Side by side, I think the constant radius of the bolt on flares looks much better in the rear, but I can't condone the route he took to get there. At the top of the list of things I will do to de-value and ruin my GTV when I start building it is to "fix" the rear arch shape.
Maybe next year...
I can see your point.
The flares and wheels on the black car would look good if the car were lifted enough to center the wheel in the opening. The arc of the rear half of the front flares isn't right, though, and a functional ride height would probably make that more obvious.
Ethnic Food-Wrap Aficionado wrote: I've always thought that they kinda phoned in the rear arch shape on the GTVs; the almost squared off top just does nothing for me. They absolutely nailed the front arch, but the rear has always left me feeling pretty meh.

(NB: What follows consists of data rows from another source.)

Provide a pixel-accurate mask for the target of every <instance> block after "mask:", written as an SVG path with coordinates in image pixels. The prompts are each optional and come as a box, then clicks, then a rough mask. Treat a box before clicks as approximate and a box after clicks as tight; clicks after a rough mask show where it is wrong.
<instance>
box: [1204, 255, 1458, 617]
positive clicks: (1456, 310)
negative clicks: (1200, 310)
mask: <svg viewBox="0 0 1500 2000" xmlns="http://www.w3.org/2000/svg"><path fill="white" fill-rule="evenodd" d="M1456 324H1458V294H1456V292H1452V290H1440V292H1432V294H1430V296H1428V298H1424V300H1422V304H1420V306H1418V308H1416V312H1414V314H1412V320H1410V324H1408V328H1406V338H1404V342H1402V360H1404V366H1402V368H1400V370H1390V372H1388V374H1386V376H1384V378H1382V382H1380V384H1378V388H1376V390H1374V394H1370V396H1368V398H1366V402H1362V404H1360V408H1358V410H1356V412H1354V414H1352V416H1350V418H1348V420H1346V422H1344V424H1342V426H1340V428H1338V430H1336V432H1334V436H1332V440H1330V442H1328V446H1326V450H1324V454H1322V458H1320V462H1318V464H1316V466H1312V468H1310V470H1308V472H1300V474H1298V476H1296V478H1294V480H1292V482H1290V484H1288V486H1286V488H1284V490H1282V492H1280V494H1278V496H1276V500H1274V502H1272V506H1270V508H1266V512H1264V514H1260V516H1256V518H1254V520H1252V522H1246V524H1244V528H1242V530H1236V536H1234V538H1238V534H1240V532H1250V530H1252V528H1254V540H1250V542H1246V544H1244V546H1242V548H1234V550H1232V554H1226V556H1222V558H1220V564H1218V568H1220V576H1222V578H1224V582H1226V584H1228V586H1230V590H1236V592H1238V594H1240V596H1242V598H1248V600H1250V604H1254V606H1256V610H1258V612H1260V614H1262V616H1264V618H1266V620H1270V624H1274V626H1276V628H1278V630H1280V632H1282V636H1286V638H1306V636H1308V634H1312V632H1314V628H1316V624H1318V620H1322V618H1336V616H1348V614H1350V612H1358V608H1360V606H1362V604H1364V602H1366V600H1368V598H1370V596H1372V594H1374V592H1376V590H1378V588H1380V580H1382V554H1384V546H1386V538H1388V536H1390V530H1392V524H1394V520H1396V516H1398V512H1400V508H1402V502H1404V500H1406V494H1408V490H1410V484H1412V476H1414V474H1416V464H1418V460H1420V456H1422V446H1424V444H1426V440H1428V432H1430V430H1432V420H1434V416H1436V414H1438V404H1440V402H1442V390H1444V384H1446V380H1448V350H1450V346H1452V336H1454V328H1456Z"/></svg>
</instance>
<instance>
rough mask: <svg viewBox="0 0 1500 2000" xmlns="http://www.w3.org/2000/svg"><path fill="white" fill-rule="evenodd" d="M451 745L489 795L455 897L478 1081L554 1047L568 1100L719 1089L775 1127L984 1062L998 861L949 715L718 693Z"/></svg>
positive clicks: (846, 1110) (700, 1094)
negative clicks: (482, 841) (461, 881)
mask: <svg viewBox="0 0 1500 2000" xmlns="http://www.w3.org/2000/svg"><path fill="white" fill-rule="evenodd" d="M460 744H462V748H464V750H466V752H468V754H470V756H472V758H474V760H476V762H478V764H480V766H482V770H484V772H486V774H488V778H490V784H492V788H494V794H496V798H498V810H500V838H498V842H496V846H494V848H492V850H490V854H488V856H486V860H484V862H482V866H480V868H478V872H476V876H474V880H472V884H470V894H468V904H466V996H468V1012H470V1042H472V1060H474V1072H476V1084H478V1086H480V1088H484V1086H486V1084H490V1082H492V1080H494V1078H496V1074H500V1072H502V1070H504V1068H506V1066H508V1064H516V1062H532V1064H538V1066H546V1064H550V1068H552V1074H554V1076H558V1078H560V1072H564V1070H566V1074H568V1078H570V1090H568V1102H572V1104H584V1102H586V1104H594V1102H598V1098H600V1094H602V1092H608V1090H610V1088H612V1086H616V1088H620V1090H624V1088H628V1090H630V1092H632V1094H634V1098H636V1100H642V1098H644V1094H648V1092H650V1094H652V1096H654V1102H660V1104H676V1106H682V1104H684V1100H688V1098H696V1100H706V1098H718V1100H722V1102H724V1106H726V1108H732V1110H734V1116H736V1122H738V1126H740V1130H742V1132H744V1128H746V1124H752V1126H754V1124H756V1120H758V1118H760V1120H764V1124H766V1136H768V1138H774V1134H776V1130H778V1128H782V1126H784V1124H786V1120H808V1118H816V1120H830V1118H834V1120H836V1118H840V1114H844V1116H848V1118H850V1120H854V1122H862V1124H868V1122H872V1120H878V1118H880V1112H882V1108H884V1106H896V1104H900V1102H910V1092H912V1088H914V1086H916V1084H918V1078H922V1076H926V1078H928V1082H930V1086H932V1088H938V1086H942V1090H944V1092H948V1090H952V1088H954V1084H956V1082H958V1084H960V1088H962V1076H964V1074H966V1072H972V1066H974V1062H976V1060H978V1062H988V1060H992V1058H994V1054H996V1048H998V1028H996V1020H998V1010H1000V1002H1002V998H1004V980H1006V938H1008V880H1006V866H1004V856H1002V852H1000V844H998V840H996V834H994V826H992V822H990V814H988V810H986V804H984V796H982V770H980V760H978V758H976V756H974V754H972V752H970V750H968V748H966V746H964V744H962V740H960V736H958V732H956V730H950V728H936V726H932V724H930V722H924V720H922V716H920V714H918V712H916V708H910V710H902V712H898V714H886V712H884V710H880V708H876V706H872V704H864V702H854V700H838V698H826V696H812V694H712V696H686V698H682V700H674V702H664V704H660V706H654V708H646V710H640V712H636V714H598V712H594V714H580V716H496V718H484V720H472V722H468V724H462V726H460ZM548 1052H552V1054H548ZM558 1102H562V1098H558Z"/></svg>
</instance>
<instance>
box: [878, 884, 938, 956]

I understand what you are saying, but I would suggest an alternate to them mailing the rear design in- it's a structural problem.
Even with the flat arch- with some more metal in the wheel arch- it's pretty easy to bend that- a full tank of gas and some good bumps will put a very noticable crease in the top of that arch.
With that fully rounded, there would be less metal there, and it would be weaker.
The outer metal plus a little inner metal does most of the work holding the trunk up. If the rear glass was glued in, it would help a LOT- but it's not.
This isn't seen on the Spiders or Berlina design, just the GTV body. And a LOT of them have the crease (including my gold car). So the "failure" is common.
The flat top rear arch was just the style at the time
About 60% of Italian designs from the early to mid 60's era have it.
I think the GTV design pretty much just fixed everything I dislike about the Maserati 3500 and then scaled it down to the perfect dimensions.
Really hate the cartoonish wheels, cheap ass played out poser drifter-yo, hard parker, stance style flares and idiotic camber on the black car. The engine bay is overdone as well.
Don't like the huge Bride seat logos either.
It's like the car is screaming - "look at me. I bolted on all the parts that you and every other ricer out there think are "cool""
Hard to get more poser than putting on autocross stickers, building a functional and powerful drivetrain, and installing sports seats.
In reply to amg_rx7:
Are.... Are you an.... Automotive hipster?!?!?!? Get off your high horse, "bro"
I must be diseased: I can see the awesomeness in everything from a Heavy metalflaked and muraled Lowrider G-Body to a sky-high F350 to a restored 60's MB.
And when I don't really love a car or parts of a car, I can still be ok with the fact that my taste is not always congruent with the owners and that's ok!